Considerado herdeiro do cartel de Cáli, Abadia permanecerá preso, à disposição da Justiça, na Superintendência Regional da PF, na Lapa (zona oeste de São Paulo).
O ministro da Defesa de Colômbia, Juan Manuel Santos, disse em entrevista à rádio local ''W'' que Abadia deve ser extraditado do Brasil para os Estados Unidos.

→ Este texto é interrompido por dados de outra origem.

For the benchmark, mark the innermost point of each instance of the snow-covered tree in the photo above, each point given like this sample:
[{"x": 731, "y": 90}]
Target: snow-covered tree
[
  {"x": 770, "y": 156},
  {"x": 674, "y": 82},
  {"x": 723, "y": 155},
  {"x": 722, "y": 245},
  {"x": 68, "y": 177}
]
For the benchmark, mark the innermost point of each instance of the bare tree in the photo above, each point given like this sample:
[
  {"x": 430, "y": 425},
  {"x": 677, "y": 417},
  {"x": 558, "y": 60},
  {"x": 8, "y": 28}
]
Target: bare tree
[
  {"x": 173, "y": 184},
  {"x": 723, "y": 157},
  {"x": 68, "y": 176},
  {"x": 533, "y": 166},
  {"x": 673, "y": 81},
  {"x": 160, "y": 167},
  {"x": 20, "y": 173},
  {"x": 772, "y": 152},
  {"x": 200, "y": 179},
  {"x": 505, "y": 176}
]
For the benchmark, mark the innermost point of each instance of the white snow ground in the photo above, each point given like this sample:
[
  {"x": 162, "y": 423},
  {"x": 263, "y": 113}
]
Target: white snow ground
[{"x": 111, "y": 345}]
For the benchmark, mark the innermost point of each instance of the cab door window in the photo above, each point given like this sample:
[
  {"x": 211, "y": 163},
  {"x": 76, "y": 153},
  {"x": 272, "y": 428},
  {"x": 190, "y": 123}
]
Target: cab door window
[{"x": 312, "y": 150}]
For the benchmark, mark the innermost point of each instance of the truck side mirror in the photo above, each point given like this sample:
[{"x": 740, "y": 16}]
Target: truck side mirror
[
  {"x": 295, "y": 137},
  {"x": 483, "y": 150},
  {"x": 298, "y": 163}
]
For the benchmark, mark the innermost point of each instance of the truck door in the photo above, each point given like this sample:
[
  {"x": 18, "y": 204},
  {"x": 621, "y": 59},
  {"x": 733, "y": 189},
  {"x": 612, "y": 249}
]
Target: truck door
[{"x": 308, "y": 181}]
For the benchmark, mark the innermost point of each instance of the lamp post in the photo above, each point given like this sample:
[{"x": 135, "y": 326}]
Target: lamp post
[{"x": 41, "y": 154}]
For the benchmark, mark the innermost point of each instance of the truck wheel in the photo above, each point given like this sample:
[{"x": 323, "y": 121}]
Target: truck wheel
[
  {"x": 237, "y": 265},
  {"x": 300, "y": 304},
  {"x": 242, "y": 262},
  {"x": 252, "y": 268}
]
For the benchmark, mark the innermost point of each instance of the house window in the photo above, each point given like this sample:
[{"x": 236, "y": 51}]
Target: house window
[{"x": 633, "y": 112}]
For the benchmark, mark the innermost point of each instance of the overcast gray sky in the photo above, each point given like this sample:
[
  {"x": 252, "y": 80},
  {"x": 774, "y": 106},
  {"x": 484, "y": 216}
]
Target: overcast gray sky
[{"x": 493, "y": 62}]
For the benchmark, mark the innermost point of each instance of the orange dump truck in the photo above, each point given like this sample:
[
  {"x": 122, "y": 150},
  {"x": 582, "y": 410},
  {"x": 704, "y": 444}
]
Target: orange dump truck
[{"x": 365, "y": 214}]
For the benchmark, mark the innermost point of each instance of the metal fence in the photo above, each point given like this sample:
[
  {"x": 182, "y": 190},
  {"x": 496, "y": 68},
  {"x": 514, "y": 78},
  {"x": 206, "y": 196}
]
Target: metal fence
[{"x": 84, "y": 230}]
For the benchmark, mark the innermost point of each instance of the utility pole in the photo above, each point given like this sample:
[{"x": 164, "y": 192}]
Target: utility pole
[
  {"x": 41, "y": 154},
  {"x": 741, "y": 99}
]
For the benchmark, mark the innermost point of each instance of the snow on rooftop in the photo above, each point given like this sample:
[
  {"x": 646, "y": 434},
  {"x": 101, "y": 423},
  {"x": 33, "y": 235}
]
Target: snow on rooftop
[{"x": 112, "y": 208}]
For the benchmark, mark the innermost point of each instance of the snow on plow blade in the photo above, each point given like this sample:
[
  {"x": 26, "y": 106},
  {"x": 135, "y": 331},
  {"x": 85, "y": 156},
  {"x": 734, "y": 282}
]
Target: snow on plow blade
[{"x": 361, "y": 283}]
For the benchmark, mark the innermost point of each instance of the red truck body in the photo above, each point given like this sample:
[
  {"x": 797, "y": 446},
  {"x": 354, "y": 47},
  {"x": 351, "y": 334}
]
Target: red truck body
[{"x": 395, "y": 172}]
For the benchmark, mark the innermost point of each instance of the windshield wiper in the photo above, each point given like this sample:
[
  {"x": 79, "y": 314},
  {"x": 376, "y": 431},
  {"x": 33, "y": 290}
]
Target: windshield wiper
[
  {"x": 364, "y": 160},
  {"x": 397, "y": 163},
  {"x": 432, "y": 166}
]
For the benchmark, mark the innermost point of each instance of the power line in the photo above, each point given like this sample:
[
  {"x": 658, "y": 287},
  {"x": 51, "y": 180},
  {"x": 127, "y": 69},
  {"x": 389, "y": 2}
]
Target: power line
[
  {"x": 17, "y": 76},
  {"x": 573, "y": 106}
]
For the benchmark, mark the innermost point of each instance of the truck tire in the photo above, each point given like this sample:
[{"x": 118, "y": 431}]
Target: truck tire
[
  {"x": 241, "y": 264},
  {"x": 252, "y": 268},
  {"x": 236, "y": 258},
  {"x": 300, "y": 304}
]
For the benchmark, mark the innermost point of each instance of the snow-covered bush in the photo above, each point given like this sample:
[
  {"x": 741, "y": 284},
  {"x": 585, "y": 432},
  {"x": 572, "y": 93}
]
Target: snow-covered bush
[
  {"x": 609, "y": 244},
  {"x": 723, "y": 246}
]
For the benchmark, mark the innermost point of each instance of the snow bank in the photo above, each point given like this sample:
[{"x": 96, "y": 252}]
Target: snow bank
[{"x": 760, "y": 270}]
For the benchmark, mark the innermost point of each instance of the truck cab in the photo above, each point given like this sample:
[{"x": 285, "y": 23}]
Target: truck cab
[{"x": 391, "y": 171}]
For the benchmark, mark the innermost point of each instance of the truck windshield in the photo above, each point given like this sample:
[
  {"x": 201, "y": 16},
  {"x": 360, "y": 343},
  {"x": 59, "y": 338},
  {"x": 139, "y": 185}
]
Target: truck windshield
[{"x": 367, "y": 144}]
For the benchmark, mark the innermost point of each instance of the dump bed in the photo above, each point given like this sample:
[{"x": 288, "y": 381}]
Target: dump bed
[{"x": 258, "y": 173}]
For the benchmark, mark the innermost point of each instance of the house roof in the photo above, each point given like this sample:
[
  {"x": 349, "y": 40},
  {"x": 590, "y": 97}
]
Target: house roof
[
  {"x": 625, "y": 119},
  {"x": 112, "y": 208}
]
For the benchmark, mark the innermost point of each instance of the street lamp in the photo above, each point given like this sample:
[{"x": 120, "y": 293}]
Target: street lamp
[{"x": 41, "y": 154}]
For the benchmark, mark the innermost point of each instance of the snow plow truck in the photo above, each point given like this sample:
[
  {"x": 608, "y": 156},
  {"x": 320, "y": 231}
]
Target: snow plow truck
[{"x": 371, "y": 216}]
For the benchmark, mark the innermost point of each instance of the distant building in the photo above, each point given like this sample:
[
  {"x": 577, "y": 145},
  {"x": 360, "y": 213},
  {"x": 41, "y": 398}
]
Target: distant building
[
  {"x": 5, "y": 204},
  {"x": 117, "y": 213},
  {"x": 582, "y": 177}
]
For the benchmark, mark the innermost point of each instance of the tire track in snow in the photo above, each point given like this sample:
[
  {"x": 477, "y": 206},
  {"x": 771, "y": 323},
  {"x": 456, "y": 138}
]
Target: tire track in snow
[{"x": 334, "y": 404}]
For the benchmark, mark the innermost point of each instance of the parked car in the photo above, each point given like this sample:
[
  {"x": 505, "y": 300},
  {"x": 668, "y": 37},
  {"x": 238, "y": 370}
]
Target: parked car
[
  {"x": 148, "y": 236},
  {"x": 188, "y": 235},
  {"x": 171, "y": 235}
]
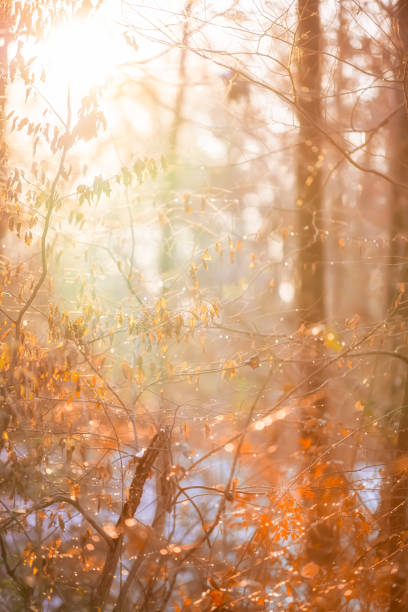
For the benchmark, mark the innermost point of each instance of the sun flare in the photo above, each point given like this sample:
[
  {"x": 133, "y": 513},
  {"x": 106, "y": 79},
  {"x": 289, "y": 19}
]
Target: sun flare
[{"x": 80, "y": 55}]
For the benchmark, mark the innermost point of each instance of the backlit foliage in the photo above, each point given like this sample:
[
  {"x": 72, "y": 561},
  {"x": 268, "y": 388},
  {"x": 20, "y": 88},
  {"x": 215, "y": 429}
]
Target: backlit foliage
[{"x": 202, "y": 319}]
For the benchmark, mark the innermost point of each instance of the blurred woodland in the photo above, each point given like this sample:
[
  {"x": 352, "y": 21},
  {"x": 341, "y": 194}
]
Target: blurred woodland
[{"x": 204, "y": 305}]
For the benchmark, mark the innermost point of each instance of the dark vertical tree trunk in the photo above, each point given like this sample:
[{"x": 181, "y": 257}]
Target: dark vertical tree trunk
[
  {"x": 309, "y": 161},
  {"x": 399, "y": 257},
  {"x": 322, "y": 538}
]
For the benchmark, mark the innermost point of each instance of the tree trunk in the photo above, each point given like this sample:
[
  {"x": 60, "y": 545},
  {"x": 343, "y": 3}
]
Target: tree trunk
[
  {"x": 399, "y": 256},
  {"x": 309, "y": 161}
]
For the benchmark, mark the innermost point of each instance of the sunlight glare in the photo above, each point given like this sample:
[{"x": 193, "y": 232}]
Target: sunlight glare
[{"x": 80, "y": 55}]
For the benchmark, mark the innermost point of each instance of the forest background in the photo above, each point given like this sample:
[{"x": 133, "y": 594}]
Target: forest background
[{"x": 203, "y": 328}]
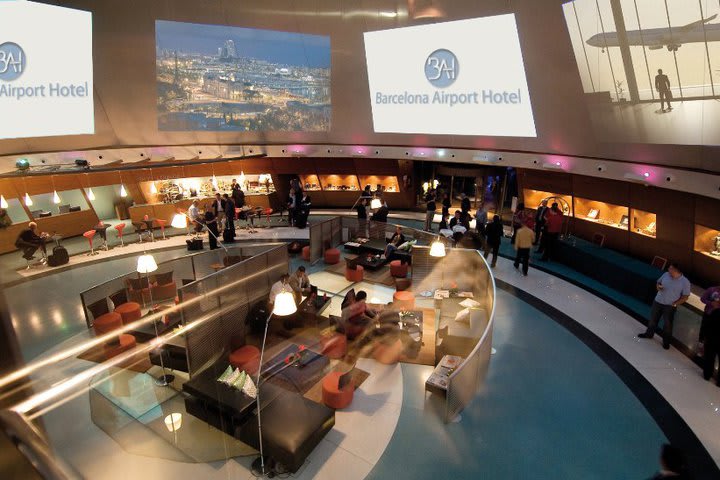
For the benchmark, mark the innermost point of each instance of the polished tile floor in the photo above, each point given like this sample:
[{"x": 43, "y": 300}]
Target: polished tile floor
[{"x": 550, "y": 408}]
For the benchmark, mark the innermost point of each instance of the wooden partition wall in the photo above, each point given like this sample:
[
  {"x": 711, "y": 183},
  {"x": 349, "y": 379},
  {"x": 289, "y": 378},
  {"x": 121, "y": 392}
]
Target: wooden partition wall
[{"x": 676, "y": 215}]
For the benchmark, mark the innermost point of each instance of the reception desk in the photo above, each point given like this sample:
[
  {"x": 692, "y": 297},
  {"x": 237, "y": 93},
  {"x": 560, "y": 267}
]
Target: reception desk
[{"x": 166, "y": 211}]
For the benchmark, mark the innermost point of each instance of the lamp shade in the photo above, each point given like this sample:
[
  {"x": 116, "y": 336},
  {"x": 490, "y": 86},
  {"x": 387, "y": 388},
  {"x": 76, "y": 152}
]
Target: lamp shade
[
  {"x": 284, "y": 304},
  {"x": 146, "y": 264},
  {"x": 173, "y": 422},
  {"x": 179, "y": 221},
  {"x": 437, "y": 249}
]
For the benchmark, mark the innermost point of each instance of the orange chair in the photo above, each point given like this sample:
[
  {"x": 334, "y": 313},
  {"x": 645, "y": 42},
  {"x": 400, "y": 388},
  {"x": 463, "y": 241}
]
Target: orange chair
[
  {"x": 129, "y": 312},
  {"x": 90, "y": 234},
  {"x": 356, "y": 275},
  {"x": 404, "y": 300},
  {"x": 246, "y": 358},
  {"x": 107, "y": 322},
  {"x": 334, "y": 345},
  {"x": 332, "y": 256},
  {"x": 119, "y": 227},
  {"x": 398, "y": 269},
  {"x": 334, "y": 396},
  {"x": 161, "y": 223}
]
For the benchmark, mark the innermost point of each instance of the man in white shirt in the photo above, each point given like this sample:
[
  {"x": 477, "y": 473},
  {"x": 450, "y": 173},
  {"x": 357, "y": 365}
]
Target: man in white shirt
[{"x": 278, "y": 287}]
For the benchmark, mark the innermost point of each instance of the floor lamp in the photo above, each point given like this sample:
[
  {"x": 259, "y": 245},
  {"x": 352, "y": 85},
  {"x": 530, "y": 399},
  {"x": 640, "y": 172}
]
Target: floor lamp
[
  {"x": 283, "y": 306},
  {"x": 146, "y": 265}
]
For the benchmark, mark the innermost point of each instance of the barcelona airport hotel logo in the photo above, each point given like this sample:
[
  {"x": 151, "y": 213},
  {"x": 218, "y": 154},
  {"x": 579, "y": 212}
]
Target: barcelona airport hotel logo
[
  {"x": 13, "y": 62},
  {"x": 464, "y": 77},
  {"x": 441, "y": 70}
]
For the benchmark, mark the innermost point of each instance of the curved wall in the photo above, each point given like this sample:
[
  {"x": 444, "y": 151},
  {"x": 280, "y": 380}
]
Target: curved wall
[{"x": 125, "y": 87}]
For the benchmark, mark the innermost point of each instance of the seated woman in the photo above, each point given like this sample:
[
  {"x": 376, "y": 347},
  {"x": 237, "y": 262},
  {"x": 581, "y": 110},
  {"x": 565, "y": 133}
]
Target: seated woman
[
  {"x": 29, "y": 241},
  {"x": 356, "y": 316},
  {"x": 397, "y": 239}
]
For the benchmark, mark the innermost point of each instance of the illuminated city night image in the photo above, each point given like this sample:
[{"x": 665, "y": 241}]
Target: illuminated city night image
[{"x": 220, "y": 78}]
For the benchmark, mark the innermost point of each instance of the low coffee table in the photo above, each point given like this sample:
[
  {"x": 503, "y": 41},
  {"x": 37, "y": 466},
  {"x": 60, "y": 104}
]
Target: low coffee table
[{"x": 370, "y": 261}]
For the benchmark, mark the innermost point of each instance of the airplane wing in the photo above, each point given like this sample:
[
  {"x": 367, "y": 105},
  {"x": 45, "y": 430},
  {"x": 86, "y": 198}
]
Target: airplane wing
[{"x": 694, "y": 25}]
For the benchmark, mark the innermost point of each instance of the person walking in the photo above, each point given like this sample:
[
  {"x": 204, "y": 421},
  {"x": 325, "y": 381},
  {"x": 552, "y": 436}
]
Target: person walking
[
  {"x": 673, "y": 290},
  {"x": 711, "y": 299},
  {"x": 551, "y": 235},
  {"x": 523, "y": 243},
  {"x": 712, "y": 344},
  {"x": 662, "y": 85},
  {"x": 540, "y": 219},
  {"x": 494, "y": 232},
  {"x": 429, "y": 210}
]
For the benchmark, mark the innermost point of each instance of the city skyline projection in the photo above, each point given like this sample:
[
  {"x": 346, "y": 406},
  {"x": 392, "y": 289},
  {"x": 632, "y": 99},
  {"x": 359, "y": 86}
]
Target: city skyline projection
[{"x": 220, "y": 78}]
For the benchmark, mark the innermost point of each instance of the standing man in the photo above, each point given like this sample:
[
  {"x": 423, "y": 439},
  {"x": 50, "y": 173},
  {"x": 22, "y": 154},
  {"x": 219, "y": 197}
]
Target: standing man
[
  {"x": 524, "y": 240},
  {"x": 229, "y": 214},
  {"x": 711, "y": 299},
  {"x": 553, "y": 227},
  {"x": 540, "y": 218},
  {"x": 673, "y": 290},
  {"x": 429, "y": 210},
  {"x": 300, "y": 284},
  {"x": 662, "y": 85},
  {"x": 494, "y": 232}
]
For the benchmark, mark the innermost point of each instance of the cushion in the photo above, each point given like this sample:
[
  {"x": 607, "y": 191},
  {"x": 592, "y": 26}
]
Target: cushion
[{"x": 163, "y": 278}]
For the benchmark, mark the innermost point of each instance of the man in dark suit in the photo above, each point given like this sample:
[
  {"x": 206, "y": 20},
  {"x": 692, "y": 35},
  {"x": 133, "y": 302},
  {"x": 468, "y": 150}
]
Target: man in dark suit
[
  {"x": 662, "y": 85},
  {"x": 229, "y": 213}
]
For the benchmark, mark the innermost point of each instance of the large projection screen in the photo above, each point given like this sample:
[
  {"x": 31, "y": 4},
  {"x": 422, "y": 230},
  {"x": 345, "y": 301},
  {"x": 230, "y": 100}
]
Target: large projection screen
[
  {"x": 46, "y": 71},
  {"x": 224, "y": 78},
  {"x": 621, "y": 47},
  {"x": 465, "y": 77}
]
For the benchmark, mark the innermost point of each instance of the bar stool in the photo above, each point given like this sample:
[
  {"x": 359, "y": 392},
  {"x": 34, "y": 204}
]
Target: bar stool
[
  {"x": 90, "y": 234},
  {"x": 161, "y": 224},
  {"x": 119, "y": 227}
]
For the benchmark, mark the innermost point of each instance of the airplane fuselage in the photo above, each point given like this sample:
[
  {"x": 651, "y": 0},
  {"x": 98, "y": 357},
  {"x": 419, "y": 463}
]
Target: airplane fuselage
[{"x": 658, "y": 37}]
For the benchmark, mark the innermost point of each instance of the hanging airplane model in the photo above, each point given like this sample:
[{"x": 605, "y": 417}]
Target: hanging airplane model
[{"x": 657, "y": 38}]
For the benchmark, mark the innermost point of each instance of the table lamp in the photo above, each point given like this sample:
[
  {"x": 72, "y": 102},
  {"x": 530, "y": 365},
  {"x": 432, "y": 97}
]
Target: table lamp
[
  {"x": 146, "y": 264},
  {"x": 283, "y": 306}
]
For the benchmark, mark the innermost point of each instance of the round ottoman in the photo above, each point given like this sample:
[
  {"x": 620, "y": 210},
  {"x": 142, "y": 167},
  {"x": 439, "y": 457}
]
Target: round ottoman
[
  {"x": 332, "y": 256},
  {"x": 107, "y": 323},
  {"x": 246, "y": 358},
  {"x": 398, "y": 269},
  {"x": 334, "y": 346},
  {"x": 116, "y": 348},
  {"x": 402, "y": 284},
  {"x": 356, "y": 275},
  {"x": 129, "y": 311},
  {"x": 404, "y": 300},
  {"x": 388, "y": 354},
  {"x": 333, "y": 396}
]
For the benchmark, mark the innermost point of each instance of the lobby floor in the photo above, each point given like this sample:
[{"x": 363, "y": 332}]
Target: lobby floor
[{"x": 552, "y": 406}]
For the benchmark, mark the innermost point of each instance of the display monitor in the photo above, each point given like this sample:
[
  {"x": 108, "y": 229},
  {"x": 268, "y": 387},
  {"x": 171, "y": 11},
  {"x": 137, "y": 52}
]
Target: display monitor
[
  {"x": 224, "y": 78},
  {"x": 46, "y": 71},
  {"x": 650, "y": 70},
  {"x": 465, "y": 77}
]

O Departamento de Justiça dos Estados Unidos acusa o colombiano de comandar o cartel do Vale do Norte da Colômbia, que teria enviado toneladas de cocaína àquele país, a partir do México. Os entorpecentes chegariam por rotas aéreas e marítimas da costa colombiana.
Em 1996, quando Abadia se entregou à polícia colombiana, os Estados Unidos pediram a extradição dele pelo ''presumível envolvimento'' com o cartel, mas não foram atendidos. Na ocasião, o traficante confessou ter enviado 30 toneladas de cocaína aos Estados Unidos e atuado no cartel de Tijuana (México). Com a confissão, o colombiano acabou beneficiado e, embora tenha sido condenado a 23 anos de prisão, foi solto em 2002.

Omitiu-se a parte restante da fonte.